The US food giant General Mills reported revenue of US$4.718 billion in the first quarter of fiscal 2023, and its net profit increased by 30.78% year-on-year to US$820 million. Costs such as raw materials, labor, freight and fuel are expected to rise 15% this fiscal year. General Mills owns food brands such as Wanchai Ferry Dumplings, Haagen-Dazs Ice Cream, and Cheerios Cereal Flakes. Inflation and declining consumer purchasing power have led more households in the U.S. to choose to eat at home rather than eat out, its CEO said on an earnings call. Even as the company raises prices to offset higher costs, more people eating at home will increase sales, raising its full-year sales forecast.

Pessimistic about Christmas spending, Walmart will cut 110,000 temporary workers this year.

Walmart announced it will hire 40,000 seasonal employees, including seasonal store assistants, customer service assistants and 1,500 full-time truck drivers, to support the U.S. consumer season. Walmart is hiring 110,000 fewer seasonal workers this year than last year due to lower U.S. household budgets and higher product prices. In addition to seasonal recruiting, Walmart maintains 1.7 million employees in the United States on a regular basis.

Germany will nationalize gas import group Uniper.

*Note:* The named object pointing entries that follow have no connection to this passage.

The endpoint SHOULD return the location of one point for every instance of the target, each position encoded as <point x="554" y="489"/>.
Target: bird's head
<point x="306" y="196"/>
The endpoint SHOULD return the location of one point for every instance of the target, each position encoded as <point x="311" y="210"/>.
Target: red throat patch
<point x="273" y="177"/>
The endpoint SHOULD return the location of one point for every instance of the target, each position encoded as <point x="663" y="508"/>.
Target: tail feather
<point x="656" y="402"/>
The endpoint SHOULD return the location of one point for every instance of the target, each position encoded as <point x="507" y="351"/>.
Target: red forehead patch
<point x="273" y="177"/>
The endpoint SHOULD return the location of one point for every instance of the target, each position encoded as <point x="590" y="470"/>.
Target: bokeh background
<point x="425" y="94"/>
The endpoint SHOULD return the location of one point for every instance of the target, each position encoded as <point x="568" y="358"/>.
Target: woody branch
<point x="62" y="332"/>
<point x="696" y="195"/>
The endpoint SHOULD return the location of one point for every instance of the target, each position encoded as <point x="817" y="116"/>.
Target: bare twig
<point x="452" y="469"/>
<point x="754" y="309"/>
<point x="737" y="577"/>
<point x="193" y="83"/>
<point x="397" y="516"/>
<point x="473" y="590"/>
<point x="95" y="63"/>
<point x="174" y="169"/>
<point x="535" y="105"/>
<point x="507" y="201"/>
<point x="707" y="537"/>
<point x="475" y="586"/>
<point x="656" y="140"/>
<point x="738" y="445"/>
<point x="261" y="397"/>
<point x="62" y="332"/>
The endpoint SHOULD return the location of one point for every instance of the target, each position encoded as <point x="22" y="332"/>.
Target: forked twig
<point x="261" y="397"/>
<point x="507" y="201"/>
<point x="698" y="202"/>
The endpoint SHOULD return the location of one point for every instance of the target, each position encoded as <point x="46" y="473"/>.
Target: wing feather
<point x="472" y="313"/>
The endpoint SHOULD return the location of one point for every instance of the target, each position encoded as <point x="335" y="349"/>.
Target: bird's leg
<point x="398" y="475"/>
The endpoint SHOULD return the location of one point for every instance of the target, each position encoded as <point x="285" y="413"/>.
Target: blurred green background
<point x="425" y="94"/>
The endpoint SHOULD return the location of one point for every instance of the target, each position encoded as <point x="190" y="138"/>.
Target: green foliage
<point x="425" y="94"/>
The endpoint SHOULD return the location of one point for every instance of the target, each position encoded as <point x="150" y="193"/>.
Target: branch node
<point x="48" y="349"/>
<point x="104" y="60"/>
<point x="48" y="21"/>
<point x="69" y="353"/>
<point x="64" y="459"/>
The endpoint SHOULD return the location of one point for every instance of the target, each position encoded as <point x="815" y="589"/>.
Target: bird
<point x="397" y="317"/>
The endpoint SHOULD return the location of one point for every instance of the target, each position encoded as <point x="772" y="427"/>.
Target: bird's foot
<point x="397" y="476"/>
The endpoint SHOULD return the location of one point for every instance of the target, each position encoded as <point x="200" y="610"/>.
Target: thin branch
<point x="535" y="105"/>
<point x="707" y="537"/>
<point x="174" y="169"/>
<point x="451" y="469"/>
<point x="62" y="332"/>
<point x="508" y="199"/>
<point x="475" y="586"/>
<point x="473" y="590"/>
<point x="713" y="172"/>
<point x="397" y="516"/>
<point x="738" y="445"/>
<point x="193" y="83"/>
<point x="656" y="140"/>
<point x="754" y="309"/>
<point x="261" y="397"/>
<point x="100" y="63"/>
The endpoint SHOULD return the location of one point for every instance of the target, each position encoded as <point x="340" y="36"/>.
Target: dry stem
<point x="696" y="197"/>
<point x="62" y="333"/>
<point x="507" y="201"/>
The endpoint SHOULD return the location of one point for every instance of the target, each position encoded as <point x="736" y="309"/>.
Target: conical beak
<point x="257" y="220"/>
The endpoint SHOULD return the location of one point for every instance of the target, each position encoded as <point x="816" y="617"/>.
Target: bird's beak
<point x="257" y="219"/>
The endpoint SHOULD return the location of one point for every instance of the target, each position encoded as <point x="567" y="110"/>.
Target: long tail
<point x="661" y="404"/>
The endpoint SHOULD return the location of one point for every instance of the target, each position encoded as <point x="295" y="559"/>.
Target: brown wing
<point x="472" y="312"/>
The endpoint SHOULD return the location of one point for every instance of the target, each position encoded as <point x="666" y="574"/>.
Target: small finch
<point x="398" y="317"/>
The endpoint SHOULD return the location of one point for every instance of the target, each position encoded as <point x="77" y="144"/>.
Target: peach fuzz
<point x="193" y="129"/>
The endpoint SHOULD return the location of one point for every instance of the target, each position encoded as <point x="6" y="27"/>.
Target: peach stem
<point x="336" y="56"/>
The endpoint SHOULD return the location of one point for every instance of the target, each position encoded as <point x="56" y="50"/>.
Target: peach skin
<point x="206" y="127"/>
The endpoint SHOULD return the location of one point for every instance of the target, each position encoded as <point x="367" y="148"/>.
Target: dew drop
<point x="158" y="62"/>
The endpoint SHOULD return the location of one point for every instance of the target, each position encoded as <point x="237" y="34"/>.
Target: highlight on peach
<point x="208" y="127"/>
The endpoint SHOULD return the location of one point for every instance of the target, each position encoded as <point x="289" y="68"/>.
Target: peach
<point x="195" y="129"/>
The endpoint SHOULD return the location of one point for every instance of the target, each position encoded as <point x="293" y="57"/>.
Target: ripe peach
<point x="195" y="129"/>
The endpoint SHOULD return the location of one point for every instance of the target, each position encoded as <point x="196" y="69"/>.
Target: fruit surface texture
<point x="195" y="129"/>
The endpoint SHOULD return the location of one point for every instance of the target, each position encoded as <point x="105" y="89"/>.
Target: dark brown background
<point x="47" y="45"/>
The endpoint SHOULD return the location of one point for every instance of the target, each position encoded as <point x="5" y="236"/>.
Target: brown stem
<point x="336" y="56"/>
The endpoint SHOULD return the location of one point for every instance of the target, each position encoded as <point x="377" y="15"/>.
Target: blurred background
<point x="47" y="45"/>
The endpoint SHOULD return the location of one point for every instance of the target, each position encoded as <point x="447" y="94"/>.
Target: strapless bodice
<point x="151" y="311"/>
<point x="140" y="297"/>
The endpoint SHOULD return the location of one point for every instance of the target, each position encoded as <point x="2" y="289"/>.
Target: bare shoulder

The German government has reached an agreement with energy group Uniper to increase its stake in the company for 8 billion euros. After the transaction is completed, the German government will become the majority shareholder with a 99% stake and will inject an additional $8 billion. Before the Russian-Ukrainian conflict, Uniper was Germany’s largest importer of natural gas from Russia, providing more than 1/3 of the natural gas source for Germans. The conflict between Russia and Ukraine continues to escalate. Uniper lost 12 billion euros in the first half of the year, and may not be able to continue operating without government capital injection. Germany’s finance minister said the government would pull out when markets stabilized. This is the second time the German government has recently stepped in to bail out energy companies, while the British government this week announced it would intervene in natural gas usage and prices.

Facebook will lay off staff and cut expenses by at least 10%.

Facebook’s parent company Meta will reduce expenses by 10% by restructuring departments and laying off employees. Affected employees can apply for positions within the company within 30 days, and will be fired if they do not find new positions within a month. At the end of the second quarter, Meta had 83,553 employees, a 32 percent increase in headcount compared to last year.